The statement came in direct response to Milei‘s March 1 speech opening the congressional session, in which he called leading industrialists “corrupt” and described them as “zoo hunters” — creatures incapable of surviving outside a protected enclosure. He singled out specific executives, giving Techint’s Paolo Rocca the nickname “Chatarrín” and tire-maker FATE’s Javier Madanes Quintanilla the moniker “Gomita,” after the latter announced the closure of a major plant.
Two Lobbies, One Message
The UIA’s communiqué, quoting 19th-century President Carlos Pellegrini, acknowledged the government’s progress on fiscal balance, inflation reduction, and structural reforms. But it stressed that the transition to an open economy “is not homogeneous or immediate” and that many companies, especially small and medium enterprises, are enduring low activity, heavy tax burdens, scarce financing, and falling employment. It noted that Argentine industry accounts for 19% of GDP, 27% of national tax revenue, and roughly 1.2 million direct formal jobs, with another 2.4 million employed indirectly across supply chains.
The Asociación Empresaria Argentina, which represents the country’s largest corporations, issued a more measured statement the same day. While praising fiscal consolidation and calling for further tax cuts, it called for “constructive and respectful dialogue between the government and the private sector” — language that appeared to respond directly to Milei’s personal attacks on business leaders.
The Numbers Behind the Anger
The backdrop to the clash is stark. An estimated 21,900 companies have closed during Milei’s two years in office, driven by trade liberalization and a collapse in domestic demand. Imports rose 24.7% in 2025, mostly from Brazil and China. Industrial output contracted for six consecutive months through December, and capacity utilization fell to 53.8%. While the broader economy grew 4.4% last year — after contracting in both 2023 and 2024 — the recovery was concentrated in mining, agriculture, and financial services, sectors that employ relatively few workers.
UIA president Martín Rappallini said the country is going through “a very complex process” and that industry wants to be part of the new economic stage, not discarded by it. He highlighted the particular distress of northern provinces, where purchasing power is the lowest in the country and private-sector employment is scarce.
The Government Doubles Down
Economy Minister Luis Caputo showed no sign of conciliation. Speaking at a Fundación Mediterránea event the same day, he dismissed the protectionist model as “prebendary and corrupt” and argued that shielding inefficient producers forces consumers to buy inferior goods at higher prices. He compared the old industrial policy to “hunting in a zoo” where manufacturers had no incentive even to “buy a rifle with a telescopic sight.”

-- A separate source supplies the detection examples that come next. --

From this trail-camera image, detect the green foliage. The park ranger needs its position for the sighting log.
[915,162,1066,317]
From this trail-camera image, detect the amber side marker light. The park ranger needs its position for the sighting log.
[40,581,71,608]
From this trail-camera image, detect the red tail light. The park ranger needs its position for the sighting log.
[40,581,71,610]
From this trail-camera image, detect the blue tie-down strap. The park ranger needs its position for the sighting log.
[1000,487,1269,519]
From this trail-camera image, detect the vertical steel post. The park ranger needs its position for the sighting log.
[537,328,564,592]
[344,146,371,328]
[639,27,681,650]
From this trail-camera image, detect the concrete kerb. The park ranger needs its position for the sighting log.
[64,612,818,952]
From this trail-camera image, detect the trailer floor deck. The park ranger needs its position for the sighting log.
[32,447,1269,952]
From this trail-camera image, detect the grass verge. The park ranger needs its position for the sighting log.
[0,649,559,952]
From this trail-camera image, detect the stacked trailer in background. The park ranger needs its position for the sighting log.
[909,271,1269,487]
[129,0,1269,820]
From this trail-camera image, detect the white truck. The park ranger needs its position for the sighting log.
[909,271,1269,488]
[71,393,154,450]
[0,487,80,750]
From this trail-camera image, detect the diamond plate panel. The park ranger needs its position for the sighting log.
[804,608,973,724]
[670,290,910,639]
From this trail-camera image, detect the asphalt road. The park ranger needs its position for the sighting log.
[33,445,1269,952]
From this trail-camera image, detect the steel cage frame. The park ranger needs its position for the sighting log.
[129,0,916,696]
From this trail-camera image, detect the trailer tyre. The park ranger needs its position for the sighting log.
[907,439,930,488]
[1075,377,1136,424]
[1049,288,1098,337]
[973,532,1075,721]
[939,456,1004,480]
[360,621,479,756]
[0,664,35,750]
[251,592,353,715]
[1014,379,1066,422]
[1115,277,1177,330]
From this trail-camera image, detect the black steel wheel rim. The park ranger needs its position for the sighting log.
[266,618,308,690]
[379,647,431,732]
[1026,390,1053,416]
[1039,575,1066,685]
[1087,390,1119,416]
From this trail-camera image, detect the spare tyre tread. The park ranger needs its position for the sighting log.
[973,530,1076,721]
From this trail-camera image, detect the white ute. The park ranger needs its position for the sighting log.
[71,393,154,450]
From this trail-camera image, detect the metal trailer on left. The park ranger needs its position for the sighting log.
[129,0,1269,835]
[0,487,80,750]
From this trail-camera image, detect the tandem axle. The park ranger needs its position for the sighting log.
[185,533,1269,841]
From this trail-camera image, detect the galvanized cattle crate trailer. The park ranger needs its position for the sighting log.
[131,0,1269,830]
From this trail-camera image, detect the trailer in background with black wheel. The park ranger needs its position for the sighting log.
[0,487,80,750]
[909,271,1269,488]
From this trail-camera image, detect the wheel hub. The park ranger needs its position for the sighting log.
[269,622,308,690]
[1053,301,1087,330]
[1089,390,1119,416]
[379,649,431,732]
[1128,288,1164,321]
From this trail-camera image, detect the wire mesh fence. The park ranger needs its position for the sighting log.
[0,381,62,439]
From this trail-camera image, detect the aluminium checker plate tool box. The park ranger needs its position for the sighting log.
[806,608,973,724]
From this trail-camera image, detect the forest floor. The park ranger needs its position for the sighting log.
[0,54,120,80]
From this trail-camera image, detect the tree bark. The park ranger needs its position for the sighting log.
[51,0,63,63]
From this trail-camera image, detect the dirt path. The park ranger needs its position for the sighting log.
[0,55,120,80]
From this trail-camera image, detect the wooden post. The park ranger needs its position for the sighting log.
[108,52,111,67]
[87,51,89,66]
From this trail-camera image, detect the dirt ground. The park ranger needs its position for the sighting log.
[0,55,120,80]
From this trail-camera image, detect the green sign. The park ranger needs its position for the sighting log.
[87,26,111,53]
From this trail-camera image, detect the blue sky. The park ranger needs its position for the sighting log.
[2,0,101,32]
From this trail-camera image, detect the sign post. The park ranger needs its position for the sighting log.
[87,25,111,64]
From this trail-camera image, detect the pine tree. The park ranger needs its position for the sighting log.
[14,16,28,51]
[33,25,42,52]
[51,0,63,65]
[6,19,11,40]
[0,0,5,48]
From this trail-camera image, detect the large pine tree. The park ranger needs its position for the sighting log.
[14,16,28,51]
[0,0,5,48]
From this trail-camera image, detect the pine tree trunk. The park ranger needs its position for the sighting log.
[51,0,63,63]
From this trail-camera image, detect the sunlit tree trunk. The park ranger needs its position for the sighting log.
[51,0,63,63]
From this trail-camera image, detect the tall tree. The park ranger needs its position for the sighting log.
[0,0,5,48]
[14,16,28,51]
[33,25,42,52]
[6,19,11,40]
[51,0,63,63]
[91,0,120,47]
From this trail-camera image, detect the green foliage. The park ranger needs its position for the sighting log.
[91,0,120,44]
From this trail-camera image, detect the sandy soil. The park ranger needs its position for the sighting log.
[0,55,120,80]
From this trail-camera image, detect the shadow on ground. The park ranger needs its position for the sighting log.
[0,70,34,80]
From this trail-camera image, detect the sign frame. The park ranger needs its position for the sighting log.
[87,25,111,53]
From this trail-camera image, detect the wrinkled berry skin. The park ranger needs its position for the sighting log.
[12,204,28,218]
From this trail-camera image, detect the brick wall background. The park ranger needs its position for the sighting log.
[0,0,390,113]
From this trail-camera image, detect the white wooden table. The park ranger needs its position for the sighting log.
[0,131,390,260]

A Fragile Alliance Fractures
The rupture is significant because big business had been one of Milei’s most reliable constituencies. Rappallini himself had participated in the president’s Pacto de Mayo that produced the labor reform. The FATE closure broke the truce: Madanes Quintanilla shut the plant hours before congress approved the reform, and Milei took it as a personal betrayal. What followed was the first serious confrontation between the government and organized industry — a signal that the political cost of Argentina’s radical trade opening is beginning to exceed what even its corporate supporters are willing to absorb in silence.